L’étude réalisée en 1999 par le Conseil de la langue française révèle que plus de 90 p. 100 des Québécois anglophones consomment des médias et des produits culturels de langue anglaise. On y apprend aussi que la plupart des anglophones de la région de Montréal font leurs transactions en anglais.
Conditions économiques
La connaissance du français et de l’anglais est cruciale pour l’avancement économique des anglophones québécois. En 2001, le taux de chômage chez les anglophones de langue maternelle de 25 à 34 ans qui connaissent l’anglais et le français était de 7,5 p. 100 (7 p. 100 à Montréal), alors qu’il se chiffrait à 14,3 p. 100 chez les Anglo-Québécois unilingues. Par contraste, les francophones bilingues présentaient un taux de chômage de 5,5 p. 100 (5 p. 100 à Montréal), contre 8,8 p. 100 chez les francophones unilingues.
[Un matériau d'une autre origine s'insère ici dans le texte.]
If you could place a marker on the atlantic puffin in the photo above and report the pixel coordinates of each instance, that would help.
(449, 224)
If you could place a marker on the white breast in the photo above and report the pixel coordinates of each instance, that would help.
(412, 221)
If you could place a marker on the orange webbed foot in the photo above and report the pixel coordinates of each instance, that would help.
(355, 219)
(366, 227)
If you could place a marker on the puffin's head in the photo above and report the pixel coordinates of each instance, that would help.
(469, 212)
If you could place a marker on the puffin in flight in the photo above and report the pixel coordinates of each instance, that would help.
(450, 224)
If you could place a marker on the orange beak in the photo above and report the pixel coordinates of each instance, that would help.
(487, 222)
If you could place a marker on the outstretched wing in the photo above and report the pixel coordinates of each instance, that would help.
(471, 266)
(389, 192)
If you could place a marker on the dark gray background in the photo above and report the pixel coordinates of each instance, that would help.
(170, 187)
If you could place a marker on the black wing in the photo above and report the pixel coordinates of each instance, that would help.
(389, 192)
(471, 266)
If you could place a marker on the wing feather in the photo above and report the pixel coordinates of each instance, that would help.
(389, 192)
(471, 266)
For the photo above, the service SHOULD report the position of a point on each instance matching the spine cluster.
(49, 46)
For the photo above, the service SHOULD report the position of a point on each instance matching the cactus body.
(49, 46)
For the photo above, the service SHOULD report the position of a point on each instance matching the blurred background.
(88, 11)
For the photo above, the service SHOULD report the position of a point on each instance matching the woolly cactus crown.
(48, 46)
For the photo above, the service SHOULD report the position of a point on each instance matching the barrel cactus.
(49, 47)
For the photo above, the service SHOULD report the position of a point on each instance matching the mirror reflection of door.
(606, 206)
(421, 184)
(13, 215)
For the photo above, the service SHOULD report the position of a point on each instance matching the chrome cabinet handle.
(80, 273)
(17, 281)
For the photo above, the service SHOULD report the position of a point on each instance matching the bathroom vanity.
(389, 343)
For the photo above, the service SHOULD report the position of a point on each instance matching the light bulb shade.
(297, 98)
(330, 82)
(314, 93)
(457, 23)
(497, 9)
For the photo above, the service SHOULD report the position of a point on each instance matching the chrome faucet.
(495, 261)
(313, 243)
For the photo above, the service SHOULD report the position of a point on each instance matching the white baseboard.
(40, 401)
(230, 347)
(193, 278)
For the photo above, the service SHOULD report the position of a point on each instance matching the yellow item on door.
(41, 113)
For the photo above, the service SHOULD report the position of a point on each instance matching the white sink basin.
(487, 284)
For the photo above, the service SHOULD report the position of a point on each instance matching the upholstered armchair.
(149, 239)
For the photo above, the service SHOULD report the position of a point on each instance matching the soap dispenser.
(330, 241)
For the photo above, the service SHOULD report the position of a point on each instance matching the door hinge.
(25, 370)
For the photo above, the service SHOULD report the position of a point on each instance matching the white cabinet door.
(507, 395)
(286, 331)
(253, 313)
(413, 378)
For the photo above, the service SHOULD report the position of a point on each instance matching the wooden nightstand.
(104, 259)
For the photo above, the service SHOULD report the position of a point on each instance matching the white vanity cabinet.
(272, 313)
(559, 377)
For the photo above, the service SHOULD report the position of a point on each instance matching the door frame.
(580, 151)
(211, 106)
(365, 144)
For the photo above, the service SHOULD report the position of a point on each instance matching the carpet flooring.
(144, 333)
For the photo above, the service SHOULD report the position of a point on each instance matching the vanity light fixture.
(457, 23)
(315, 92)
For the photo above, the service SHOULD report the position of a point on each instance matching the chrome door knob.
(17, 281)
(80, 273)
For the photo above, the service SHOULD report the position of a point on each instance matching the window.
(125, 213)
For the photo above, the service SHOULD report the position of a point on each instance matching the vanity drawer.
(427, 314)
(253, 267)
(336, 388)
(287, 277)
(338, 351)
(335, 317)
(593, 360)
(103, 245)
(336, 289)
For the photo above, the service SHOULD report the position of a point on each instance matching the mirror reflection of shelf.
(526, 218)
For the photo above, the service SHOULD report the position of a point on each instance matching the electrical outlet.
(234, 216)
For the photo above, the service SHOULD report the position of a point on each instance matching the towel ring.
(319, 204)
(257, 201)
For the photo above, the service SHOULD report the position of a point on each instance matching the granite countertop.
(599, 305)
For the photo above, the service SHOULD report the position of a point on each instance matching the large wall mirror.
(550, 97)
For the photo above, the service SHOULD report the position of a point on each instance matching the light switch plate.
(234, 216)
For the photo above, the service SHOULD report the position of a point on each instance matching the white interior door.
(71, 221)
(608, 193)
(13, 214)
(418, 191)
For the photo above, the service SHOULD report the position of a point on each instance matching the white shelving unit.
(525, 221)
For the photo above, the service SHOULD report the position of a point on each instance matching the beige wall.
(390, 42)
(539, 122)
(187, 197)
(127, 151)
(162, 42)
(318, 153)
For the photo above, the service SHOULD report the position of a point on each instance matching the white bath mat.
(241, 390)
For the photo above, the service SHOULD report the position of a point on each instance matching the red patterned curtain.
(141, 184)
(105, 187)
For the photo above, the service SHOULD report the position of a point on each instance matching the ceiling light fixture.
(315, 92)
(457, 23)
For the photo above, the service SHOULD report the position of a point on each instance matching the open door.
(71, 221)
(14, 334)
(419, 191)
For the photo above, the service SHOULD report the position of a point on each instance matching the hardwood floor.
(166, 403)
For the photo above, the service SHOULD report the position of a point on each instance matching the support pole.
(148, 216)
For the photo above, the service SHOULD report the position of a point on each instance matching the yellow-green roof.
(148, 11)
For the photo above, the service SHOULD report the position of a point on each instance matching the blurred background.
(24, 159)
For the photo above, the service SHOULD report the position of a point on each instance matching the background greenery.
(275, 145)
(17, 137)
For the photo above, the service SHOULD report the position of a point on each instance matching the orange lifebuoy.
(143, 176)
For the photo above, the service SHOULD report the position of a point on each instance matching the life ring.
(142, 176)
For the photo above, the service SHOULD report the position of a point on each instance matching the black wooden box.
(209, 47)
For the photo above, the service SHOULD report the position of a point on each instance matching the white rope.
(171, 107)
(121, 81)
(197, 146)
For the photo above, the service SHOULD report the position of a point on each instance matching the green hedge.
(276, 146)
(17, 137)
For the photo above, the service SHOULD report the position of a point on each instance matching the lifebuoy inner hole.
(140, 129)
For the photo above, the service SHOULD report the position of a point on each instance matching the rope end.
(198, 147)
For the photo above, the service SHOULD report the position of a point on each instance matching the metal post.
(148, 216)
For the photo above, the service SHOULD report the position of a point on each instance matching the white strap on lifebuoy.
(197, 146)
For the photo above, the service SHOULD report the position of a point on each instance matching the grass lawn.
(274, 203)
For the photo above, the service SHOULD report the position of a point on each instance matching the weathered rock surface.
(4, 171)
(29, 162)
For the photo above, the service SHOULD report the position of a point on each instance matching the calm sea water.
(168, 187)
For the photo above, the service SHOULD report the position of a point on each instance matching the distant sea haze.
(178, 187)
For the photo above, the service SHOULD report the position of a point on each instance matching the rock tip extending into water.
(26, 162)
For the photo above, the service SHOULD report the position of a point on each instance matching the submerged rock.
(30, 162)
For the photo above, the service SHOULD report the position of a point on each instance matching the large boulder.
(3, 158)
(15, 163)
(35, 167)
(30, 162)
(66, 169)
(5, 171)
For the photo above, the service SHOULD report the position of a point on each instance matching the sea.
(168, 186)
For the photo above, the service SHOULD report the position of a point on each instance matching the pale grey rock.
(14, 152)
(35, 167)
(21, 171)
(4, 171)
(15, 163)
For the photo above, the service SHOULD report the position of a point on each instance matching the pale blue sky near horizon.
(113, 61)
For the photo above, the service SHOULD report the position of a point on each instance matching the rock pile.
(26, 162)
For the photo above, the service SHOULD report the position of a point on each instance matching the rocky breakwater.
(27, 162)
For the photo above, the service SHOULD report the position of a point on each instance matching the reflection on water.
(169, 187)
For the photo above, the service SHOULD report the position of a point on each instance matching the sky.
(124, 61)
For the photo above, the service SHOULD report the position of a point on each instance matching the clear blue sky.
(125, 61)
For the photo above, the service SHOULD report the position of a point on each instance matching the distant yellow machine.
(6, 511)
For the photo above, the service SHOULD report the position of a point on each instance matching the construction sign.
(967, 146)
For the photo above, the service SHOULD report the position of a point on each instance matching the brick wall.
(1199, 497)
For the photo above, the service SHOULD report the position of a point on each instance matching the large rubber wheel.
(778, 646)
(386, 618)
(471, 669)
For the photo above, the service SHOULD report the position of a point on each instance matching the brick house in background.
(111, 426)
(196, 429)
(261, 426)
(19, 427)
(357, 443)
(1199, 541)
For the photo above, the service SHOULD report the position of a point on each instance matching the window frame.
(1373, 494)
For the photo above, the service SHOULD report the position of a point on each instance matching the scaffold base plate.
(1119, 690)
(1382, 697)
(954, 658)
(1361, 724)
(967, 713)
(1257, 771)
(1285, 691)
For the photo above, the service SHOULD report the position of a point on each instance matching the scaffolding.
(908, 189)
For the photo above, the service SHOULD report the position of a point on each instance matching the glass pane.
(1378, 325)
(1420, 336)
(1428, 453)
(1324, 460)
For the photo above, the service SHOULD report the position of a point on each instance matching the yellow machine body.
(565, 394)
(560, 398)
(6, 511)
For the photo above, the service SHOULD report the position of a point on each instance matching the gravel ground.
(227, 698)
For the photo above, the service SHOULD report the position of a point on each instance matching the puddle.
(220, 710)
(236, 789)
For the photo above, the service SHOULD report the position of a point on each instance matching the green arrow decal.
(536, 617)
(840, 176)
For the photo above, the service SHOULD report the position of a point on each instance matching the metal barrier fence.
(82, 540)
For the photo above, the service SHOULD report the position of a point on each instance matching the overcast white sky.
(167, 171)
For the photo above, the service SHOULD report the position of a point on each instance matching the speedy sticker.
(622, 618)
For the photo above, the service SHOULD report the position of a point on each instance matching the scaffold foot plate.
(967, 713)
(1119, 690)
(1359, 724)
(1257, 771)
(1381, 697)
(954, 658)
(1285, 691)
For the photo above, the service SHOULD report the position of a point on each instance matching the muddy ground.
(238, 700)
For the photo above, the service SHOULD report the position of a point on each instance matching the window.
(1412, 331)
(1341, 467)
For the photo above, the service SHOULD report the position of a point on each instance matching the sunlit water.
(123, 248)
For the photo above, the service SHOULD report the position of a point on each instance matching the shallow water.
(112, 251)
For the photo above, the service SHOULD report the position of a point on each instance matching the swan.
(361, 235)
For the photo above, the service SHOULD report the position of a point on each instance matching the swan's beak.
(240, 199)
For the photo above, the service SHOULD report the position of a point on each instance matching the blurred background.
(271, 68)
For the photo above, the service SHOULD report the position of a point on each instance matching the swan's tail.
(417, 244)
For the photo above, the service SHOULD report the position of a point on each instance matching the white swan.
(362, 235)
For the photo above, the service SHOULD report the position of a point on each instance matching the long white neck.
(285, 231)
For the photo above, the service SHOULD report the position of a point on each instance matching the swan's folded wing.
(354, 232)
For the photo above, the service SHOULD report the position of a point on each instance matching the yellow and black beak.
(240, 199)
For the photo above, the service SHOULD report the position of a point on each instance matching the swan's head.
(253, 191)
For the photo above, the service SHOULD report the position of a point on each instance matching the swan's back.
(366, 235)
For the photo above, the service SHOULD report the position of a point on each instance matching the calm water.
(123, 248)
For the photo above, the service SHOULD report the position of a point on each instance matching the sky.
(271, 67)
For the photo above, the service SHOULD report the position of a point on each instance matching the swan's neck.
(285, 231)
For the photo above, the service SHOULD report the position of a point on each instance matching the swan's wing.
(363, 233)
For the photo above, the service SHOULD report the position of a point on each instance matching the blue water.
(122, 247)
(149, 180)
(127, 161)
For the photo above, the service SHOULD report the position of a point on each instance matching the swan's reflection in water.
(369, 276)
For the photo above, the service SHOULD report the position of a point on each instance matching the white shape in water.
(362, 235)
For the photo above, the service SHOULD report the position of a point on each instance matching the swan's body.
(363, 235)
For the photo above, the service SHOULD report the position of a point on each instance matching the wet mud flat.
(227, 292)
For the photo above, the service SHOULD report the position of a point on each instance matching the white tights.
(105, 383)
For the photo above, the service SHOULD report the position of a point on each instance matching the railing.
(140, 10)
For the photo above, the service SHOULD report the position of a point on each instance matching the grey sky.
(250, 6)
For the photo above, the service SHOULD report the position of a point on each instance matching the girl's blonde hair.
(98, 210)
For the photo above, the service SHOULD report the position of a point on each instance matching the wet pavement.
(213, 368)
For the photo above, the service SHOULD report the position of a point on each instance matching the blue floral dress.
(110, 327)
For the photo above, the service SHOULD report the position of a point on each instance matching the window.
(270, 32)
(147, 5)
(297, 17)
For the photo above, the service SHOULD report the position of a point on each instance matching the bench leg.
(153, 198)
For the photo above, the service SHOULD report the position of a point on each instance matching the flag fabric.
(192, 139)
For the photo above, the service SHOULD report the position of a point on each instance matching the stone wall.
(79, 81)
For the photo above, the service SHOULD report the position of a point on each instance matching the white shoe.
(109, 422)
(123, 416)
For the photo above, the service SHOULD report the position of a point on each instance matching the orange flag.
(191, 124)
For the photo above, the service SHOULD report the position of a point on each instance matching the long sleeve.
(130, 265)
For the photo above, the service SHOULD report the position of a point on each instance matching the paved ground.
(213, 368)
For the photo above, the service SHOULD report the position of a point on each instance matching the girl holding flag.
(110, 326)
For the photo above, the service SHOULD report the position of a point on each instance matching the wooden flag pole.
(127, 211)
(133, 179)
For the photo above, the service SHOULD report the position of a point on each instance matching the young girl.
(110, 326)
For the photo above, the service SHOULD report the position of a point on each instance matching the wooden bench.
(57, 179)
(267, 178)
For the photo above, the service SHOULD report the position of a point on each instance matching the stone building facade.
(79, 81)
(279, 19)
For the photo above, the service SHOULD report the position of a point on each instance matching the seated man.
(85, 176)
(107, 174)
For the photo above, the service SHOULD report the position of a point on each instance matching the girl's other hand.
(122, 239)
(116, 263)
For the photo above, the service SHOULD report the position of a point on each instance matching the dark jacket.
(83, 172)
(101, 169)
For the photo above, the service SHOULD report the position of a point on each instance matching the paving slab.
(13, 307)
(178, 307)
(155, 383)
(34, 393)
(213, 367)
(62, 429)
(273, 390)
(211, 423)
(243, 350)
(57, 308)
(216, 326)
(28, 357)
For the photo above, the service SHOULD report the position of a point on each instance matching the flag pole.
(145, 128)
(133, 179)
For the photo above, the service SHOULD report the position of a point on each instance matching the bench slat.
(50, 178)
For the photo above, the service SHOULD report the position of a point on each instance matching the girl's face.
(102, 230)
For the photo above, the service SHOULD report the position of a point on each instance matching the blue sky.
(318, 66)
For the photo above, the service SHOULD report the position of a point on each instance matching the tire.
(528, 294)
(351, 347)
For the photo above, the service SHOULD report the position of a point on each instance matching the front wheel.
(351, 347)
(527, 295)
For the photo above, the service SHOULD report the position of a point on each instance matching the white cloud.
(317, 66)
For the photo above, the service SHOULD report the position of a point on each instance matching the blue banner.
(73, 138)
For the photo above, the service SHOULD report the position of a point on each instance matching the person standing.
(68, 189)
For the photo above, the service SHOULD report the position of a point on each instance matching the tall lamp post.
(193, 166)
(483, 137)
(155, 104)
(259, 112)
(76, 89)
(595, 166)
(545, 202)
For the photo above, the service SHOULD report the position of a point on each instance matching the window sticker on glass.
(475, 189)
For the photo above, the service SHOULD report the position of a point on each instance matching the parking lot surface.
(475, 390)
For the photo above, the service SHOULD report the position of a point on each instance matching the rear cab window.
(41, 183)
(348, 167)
En 2001, le taux de chômage chez les anglophones de langue maternelle était supérieur à la moyenne régionale dans la quasi-totalité des régions de la province, sauf à Montréal. Le revenu individuel médian des anglophones québécois est légèrement supérieur à celui des francophones de langue maternelle.
Alors qu’en 2000 quelque 12,6 p. 100 des francophones de langue maternelle vivaient sous le seuil de pauvreté, 14,6 p. 100 des anglophones vivaient cette situation.
Conclusion
Il est toujours difficile de prédire l’avenir et cela vaut certainement pour la communauté anglophone du Québec. Les tendances démographiques font ressortir que la composition des communautés est beaucoup plus variée parce qu’elle est de plus en plus multiethnique et multiraciale et en raison d’une mixité croissante des deux populations. Du point de vue institutionnel, cela signifie que les écoles et les établissements de santé et de services sociaux, tout en fournissant des services à la communauté anglophone, doivent aussi composer avec des clientèles pluralistes qui reflètent la dichotomie entre Montréal et le reste du Québec.
Les problèmes jugés les plus préoccupants dans les sondages auprès de la communauté anglophone ne se limitent pas au nombre de services ou à l’accès aux services; ils ont également trait aux sentiments d’inclusion et d’appartenance. C’est probablement la raison pour laquelle de nombreux anglophones citent l’égalité comme une de leurs principales préoccupations. Ni la diversité grandissante ni le « métissage » (langues multiples) de la population anglophone du Québec n’ont modifié ce point de vue. L’exploration des tendances mises au jour dans ce rapport permettra de mieux renforcer la vitalité de la communauté anglophone du Québec.
Dans ce contexte, l’information contenue dans le présent rapport a pour but d’aider les chercheurs à approfondir non seulement les réalités multiples des anglophones québécois, mais aussi les nombreux défis qu’ils doivent relever. On espère également que ce rapport aidera les planificateurs de la communauté à élaborer les stratégies nécessaires pour répondre aux besoins collectifs des anglophones québécois.
Note
1 Aux fins de la présente étude, sauf indication contraire, les termes « anglophone », « communauté d’expression anglaise » et « population d’expression anglaise » sont employés de manière interchangeable.